Why do object oriented modeling anyway? In theory, it encourages reuse of design. It also allows you to build upon components which are already tested and known good. Furthermore, some of the object oriented outlook feels nature to people. Evangelists say that Object Oriented Programming gives you great power. I am not so sure about that claim.

Let’s wrap up by defining some important terms in OOA. State is the properties of objects, along with the current value of those properties. A class defines a common structure and behavior for objects. And cardinality refers to the numeric relationship between classes. For example, a car has four wheels.

Next time I will go into big topics such as polymorphism and aggregation. Again this all seems very relevant as I just learn Java, which is an object oriented language.

Universal Object Oriented Topics

I am a veteran C++ programmer. This year I decided to seriously take of the challenge of learning to program in Java. Now I am starting to see that many object oriented topics are universal. They are language independent. Yes this might be obvious to some. But given my long history with C++, I always seemed to think of the principles in terms of how C++ implements them. Here I will discuss some of these universal topics that I recalled by reading a book by Grady Booch.

An abstraction denotes the essential characteristics of an object. Encapsulation divides structure and behavior. It separates interfaces and implementation. This is all done through information hiding. Modularity refers to decomposes complexity into separate products.

Abstractions are related in a hierarchical manner. One example of this is multiple inheritance. You can receive behavior from more than one source. Another example is aggregation. This is a fancy way of stating that something contains something else.

Typing is enforcing a class on an object. It restricts and defines what the object can and can not do. It prevents a programmer from exchanging objects that have different types. This is a safety feature. Most of the time, if you try to assign something of the wrong type to something else, you have a bug.

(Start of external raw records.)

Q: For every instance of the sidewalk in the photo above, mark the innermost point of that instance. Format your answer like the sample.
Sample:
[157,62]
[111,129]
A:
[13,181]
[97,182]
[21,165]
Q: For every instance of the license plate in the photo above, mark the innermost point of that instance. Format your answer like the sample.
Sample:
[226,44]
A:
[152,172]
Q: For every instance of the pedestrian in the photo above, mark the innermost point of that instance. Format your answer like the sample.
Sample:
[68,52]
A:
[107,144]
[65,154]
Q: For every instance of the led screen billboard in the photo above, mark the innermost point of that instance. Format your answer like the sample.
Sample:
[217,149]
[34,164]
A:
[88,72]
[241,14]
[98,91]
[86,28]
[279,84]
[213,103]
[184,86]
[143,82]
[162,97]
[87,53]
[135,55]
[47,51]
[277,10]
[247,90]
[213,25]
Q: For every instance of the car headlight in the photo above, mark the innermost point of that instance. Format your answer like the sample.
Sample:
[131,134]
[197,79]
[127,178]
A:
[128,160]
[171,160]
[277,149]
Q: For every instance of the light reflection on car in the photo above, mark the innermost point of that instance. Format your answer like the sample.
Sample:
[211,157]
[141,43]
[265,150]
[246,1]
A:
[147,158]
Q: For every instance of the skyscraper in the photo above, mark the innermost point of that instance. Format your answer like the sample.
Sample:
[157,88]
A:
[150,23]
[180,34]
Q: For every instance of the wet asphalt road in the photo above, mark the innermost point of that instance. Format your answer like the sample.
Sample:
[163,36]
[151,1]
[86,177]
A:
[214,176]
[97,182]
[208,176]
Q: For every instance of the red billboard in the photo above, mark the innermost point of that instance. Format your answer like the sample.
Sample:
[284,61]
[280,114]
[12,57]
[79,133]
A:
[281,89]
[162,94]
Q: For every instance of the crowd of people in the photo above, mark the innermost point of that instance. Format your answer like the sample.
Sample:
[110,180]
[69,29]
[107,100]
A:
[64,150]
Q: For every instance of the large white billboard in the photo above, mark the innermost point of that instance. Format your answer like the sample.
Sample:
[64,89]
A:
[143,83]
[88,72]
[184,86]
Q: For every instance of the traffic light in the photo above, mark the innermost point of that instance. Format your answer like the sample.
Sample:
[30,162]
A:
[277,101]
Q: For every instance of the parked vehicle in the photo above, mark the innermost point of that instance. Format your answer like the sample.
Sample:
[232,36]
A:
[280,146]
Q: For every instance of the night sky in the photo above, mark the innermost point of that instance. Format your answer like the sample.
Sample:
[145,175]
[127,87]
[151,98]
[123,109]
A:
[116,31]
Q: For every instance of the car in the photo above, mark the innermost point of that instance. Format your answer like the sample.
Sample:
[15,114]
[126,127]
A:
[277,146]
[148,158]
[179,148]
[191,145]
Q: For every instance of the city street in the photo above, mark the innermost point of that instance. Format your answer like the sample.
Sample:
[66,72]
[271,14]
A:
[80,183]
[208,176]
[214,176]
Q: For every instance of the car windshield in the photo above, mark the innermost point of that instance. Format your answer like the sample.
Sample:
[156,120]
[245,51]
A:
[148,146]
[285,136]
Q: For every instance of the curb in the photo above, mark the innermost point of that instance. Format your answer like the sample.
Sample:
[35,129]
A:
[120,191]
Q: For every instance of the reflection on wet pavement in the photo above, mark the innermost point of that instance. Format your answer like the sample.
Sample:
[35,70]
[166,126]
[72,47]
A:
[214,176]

Like I mentioned earlier, I am learning Java programming. Unfortunately we are learning the basics of the programming language. So we have not covered some of the deeper topics like inheritance. However a good thing about this is that we are taking it from the very top. So we are covering basic things such as encapsulation and abstraction.

Object Oriented

I had reread a book by Grady Booch and recalled some topics about object oriented analysis and design that I had learned a while ago. And I thought I would share and discuss some of these ideas here. The first topic is that of complex systems.

Complex systems have a number of shared traits. They have a lot of subsystems. There is often an arbitrary choice of components in the system. There are dependencies between these components. The subsystems are combined in different ways. They often have evolved from a simple working prototype system.

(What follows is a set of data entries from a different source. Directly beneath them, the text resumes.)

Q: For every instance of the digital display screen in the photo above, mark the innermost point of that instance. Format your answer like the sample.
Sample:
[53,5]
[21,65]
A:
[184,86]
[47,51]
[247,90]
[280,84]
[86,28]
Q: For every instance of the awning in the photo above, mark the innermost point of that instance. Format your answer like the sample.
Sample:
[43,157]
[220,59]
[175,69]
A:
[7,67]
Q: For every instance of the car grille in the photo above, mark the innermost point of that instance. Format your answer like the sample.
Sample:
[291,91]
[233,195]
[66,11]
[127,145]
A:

There are a number of approaches that can be taken to design complex systems. There is a top down structured design. There is also a data driven design approach. And finally there is the object oriented design approach. When we use the word object, we are referring to a tangible entity that has a well defined behavior.

Object oriented analysis is an examination of the requirements in terms of classes and objects. Object oriented design has multiple facets. There is an object oriented decomposition of the problem. There is notational symbols for both the logical and physical design models. And there is also notation for both static and dynamic models.

Likewise, object oriented programming has multiple parts to it. Programs are made up of cooperating objects. The objects themselves are instances of classes which are the blueprints. Classes are arranged in a hierarchical structure. The classes in the structure are related by a term called inheritance.

There is a lot more to object orientation that what I discussed here. This is merely a review if you are already somewhat familiar with object oriented analysis and design. Normally I would point newcomers to the actual text of Grady Booch himself. However given enough time, I might be able to start a number of articles here that teaches this in more detail.